Before the insertion of the needle a band will be placed around your upper arm to retard the return flow of blood in the veins; this makes the veins bulge for easy location. The skin is then cleaned with an antiseptic and the needle in­serted. The blood is withdrawn, the needle is re­moved, and pressure is held over the site for a moment or two. The specimen is placed in a tube and allowed to clot or an anticoagulant is added, depending on the analysis to be made. The blood test may be ordered by your doctor for any one of many different determinations.

Inserting a needle into the vein is called veni- puncture.

Blood Counts and Hemoglobin Tests

Your doctor orders a blood count to deter­mine the exact number of each type of cell con­tained in a unit volume of your blood. This test and the determination of the amount of hemo­globin in your blood are done in the same man­ner. For these tests, often very important in evaluating you for treatment, only a drop of blood is needed. It could be taken from any place. Occasionally it is taken from the lobe of the ear, from a toe, or from a vein, but the most common site is a finger tip. The technician will hold your finger, cleanse the skin with antiseptic, and give one quick puncture with the punctur­ing device. The exact amount of blood needed is then drawn up into a small glass pipet, and the technician proceeds to dilute the fraction of a drop in the pipet and will count the cells under a microscope.
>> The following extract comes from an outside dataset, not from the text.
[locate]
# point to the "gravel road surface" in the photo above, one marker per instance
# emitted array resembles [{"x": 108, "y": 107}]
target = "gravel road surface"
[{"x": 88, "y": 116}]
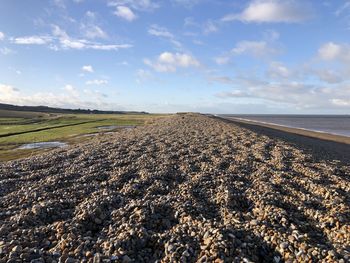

One pipet is for counting red blood cells, another is for counting the white cells and for the hemoglobin determination. A small drop of blood is spread over a glass slide for microscopic examination of the different blood cells. These tests make up what is re­ferred to as the complete blood count, and together they take only a drop of blood. After the specimens are taken, pressure is held over the site of puncture on the finger tip for a few moments. The discomfort is slight and only mo­mentary.

Bleeding and Clotting Tests

Occasionally the surgeon will want to test the patient’s blood for its ability to clot and stop bleeding. In some conditions, such as liver dis­ease, blood disease, and malnutrition, the clot­ting mechanism is slowed. These tests are done at the bedside by obtaining a drop of blood from the finger tip just as in blood counts. The technician measures the time it takes for the bleeding to stop, and also the time required for a clot to form in a small capillary tube or other device.